I have no idea, but when a religion of a billion adherents demands dominion over aspects of civil life, it means business. The Crusades may have been 800 years ago, but 2 Peter said it best: ‘one day with the Lord is as a thousand years, and a thousand years as one day.’ Conservatives went apoplectic when Obama invoked the Crusades as evidence that Islam is no more evil than Christianity, but modern Islamic fundamentalism proves that religion devolves just as quickly and deadly as it evolves. If they don’t see the potential in 2019 for a Christian Taliban, they can’t be reasoned with any better than fundamentalist Christians can.
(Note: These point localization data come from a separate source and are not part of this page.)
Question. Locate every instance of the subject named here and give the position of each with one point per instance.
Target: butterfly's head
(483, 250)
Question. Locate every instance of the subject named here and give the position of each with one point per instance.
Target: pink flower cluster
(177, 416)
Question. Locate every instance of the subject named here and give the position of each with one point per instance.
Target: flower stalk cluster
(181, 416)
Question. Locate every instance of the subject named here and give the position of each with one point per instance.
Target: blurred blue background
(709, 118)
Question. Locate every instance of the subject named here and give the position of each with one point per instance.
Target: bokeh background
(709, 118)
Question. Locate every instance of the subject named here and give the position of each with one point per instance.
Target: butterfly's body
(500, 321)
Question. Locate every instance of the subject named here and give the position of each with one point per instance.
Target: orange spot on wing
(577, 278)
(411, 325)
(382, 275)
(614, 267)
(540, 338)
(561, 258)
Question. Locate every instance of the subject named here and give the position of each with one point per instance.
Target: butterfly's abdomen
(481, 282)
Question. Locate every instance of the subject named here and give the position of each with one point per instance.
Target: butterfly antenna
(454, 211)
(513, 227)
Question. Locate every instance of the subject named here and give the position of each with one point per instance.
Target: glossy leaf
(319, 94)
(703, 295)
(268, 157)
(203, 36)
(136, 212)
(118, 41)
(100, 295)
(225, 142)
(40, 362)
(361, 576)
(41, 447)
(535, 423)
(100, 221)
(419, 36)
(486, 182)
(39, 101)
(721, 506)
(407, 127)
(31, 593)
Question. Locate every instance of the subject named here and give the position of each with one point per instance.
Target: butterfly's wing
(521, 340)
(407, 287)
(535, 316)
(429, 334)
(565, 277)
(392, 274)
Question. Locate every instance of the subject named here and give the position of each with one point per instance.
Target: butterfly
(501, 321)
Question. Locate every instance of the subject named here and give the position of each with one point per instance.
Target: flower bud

Ask the majority of Christians in this country whether they think that Donald Trump is a good President. Of course they do. Trump is the most comically obvious sinner to ever occupy the White House by an exponential factor. In his entire body, he does not have a single cell of faith, hope, or charity in his body. He advertises it proudly, yet Christians love him for it. Why? Because a person who truly followed the path of Christ would never be able to establish a Christian state, it’s an impossible dream of an impossible state with impossible standards to uphold. And therefore the person most flagrantly in league with Satan would be the person they need to enact it. Ergo, if you want a Christian state, you will have made a deal with the Devil to make it happen.
If there is a just God, She will make you pay.